Une vague d'espoir déferla en Thepine. Peut-être était-ce la raison de la convocation du roi ? La fille du Sud était arrivée. Défaillant de soulagement, Thepine s'appuya contre la porte.
Le visage de Sunida prit aussitôt une expression soucieuse. « Vous ne vous sentez pas bien, Honorable Maîtresse ?
— Je vais bien, merci. C'est juste la chaleur et la fin d'une journée épuisante. » On entendit un froissement venu d'en haut. On aurait dit qu'il provenait d'un endroit du mur lambrissé, vers la gauche. Thepine se demanda si c'était l'un des espions de Sa Majesté, ou peut-être même le Seigneur de la Vie en personne qui observait la scène par un petit judas. Dès l'abord, le Maître de la Vie avait manifesté un intérêt inhabituel pour toute cette histoire.
Au prix d'un effort, elle se reprit.
« Sunida, on t'a choisie pour une mission royale, commença-t-elle d'un air important. Le Seigneur de la Vie lui-même, le plus grand roi sur terre, a demandé à être informé de tous les détails. Je n'ai guère besoin de te dire l'honneur qui t'est échu. »

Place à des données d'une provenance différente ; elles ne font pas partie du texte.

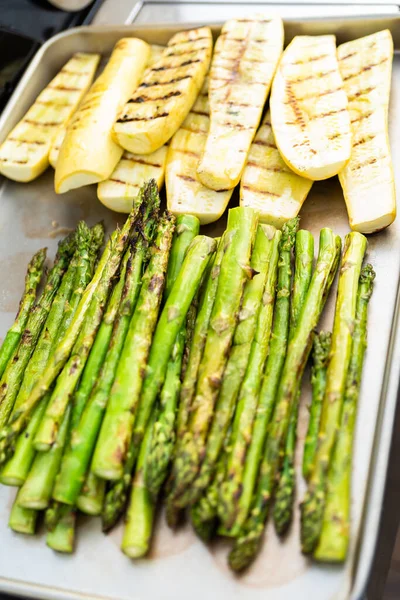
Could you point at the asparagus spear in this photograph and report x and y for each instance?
(139, 523)
(163, 437)
(22, 520)
(77, 458)
(109, 264)
(312, 509)
(116, 429)
(334, 540)
(38, 487)
(249, 539)
(36, 491)
(322, 345)
(12, 377)
(235, 269)
(91, 498)
(198, 340)
(187, 227)
(64, 306)
(62, 537)
(304, 256)
(169, 324)
(13, 336)
(250, 344)
(247, 406)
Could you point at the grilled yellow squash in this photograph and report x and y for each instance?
(132, 171)
(88, 153)
(367, 179)
(24, 155)
(244, 62)
(267, 184)
(162, 101)
(309, 114)
(155, 54)
(185, 192)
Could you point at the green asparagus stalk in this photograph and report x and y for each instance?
(322, 346)
(116, 429)
(163, 437)
(36, 491)
(247, 445)
(283, 508)
(22, 520)
(249, 539)
(13, 336)
(206, 304)
(91, 498)
(63, 308)
(139, 523)
(312, 509)
(12, 377)
(62, 537)
(170, 323)
(204, 513)
(105, 271)
(100, 345)
(250, 344)
(187, 227)
(334, 540)
(78, 456)
(235, 269)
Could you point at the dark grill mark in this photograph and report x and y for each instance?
(43, 124)
(141, 161)
(367, 68)
(143, 98)
(364, 140)
(369, 161)
(312, 59)
(186, 63)
(78, 73)
(313, 76)
(329, 114)
(251, 188)
(120, 181)
(126, 119)
(348, 56)
(64, 88)
(361, 93)
(17, 162)
(52, 103)
(266, 144)
(33, 143)
(364, 116)
(186, 178)
(189, 41)
(156, 83)
(188, 153)
(202, 113)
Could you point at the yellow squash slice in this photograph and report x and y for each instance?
(88, 153)
(155, 54)
(133, 170)
(268, 185)
(244, 62)
(25, 153)
(367, 179)
(162, 101)
(130, 174)
(185, 192)
(309, 113)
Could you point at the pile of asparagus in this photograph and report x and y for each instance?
(171, 367)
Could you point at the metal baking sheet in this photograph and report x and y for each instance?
(179, 565)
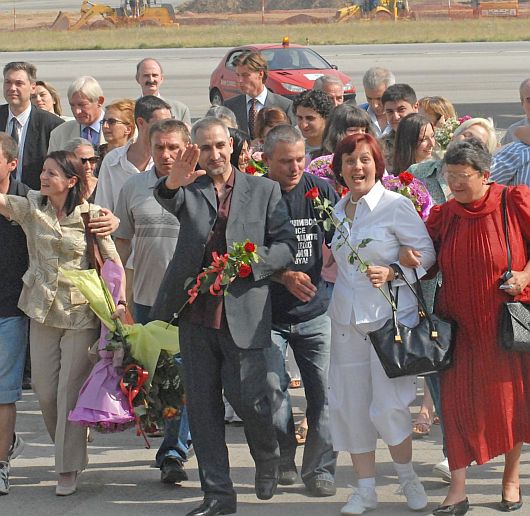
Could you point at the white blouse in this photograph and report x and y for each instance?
(391, 221)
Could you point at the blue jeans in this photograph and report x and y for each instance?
(310, 342)
(176, 431)
(13, 343)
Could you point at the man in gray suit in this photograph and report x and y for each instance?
(251, 71)
(86, 102)
(149, 76)
(223, 338)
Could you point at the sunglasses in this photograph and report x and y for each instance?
(111, 121)
(93, 160)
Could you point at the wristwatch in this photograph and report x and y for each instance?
(397, 271)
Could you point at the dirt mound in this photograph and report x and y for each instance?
(302, 18)
(238, 6)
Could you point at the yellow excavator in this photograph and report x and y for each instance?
(135, 13)
(374, 9)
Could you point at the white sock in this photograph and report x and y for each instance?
(405, 472)
(366, 483)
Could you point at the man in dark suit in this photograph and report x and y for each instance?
(223, 338)
(251, 71)
(27, 124)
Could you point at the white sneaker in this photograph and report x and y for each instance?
(416, 497)
(16, 448)
(4, 477)
(442, 470)
(362, 499)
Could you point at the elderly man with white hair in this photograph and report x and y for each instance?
(331, 85)
(524, 94)
(376, 80)
(86, 101)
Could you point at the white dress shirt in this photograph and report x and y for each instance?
(260, 104)
(115, 170)
(391, 221)
(23, 121)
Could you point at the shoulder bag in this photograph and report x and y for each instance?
(514, 330)
(422, 350)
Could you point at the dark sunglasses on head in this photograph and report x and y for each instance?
(92, 159)
(111, 121)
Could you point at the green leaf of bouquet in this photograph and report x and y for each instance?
(140, 410)
(364, 243)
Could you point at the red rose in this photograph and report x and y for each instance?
(250, 247)
(406, 178)
(244, 270)
(312, 194)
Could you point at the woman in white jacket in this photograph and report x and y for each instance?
(363, 401)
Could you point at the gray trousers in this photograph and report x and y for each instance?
(212, 362)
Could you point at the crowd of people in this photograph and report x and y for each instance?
(163, 195)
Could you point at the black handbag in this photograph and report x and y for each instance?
(514, 329)
(422, 350)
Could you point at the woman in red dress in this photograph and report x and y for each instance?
(486, 393)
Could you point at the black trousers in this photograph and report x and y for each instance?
(212, 362)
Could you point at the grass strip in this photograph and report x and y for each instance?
(230, 34)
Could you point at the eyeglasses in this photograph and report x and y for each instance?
(92, 160)
(111, 121)
(460, 178)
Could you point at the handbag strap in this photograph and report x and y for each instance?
(95, 259)
(417, 291)
(418, 294)
(506, 230)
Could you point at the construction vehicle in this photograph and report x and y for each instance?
(375, 9)
(133, 13)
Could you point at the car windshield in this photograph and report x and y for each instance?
(294, 59)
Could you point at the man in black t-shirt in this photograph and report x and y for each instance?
(299, 305)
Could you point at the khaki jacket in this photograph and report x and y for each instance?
(48, 296)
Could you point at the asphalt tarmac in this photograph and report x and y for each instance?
(120, 479)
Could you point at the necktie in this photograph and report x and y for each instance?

Sunida s'aplatit encore davantage et reprit d'une voix frémissante : « Le Seigneur de la Vie en personne s'est déjà adressé à ce grain de poussière, Honorable Maîtresse. Son Infinie Majesté m'a confié que j'avais été choisie pour servir le pays. Si je n'ai pas l'air aussi reconnaissante que je le devrais, c'est seulement parce que je suis étonnée qu'un tel honneur arrive à l'indigne esclave que vous voyez devant vous. Mais sachez bien, Honorable Maîtresse, que ma vie, ma loyauté et mon amour appartiennent à mon souverain. »
Thepine sourit et s'approcha d'elle. « Eh bien, alors, petite souris, dit-elle en la prenant par la main, nous allons faire de toi une vraie courtisane. »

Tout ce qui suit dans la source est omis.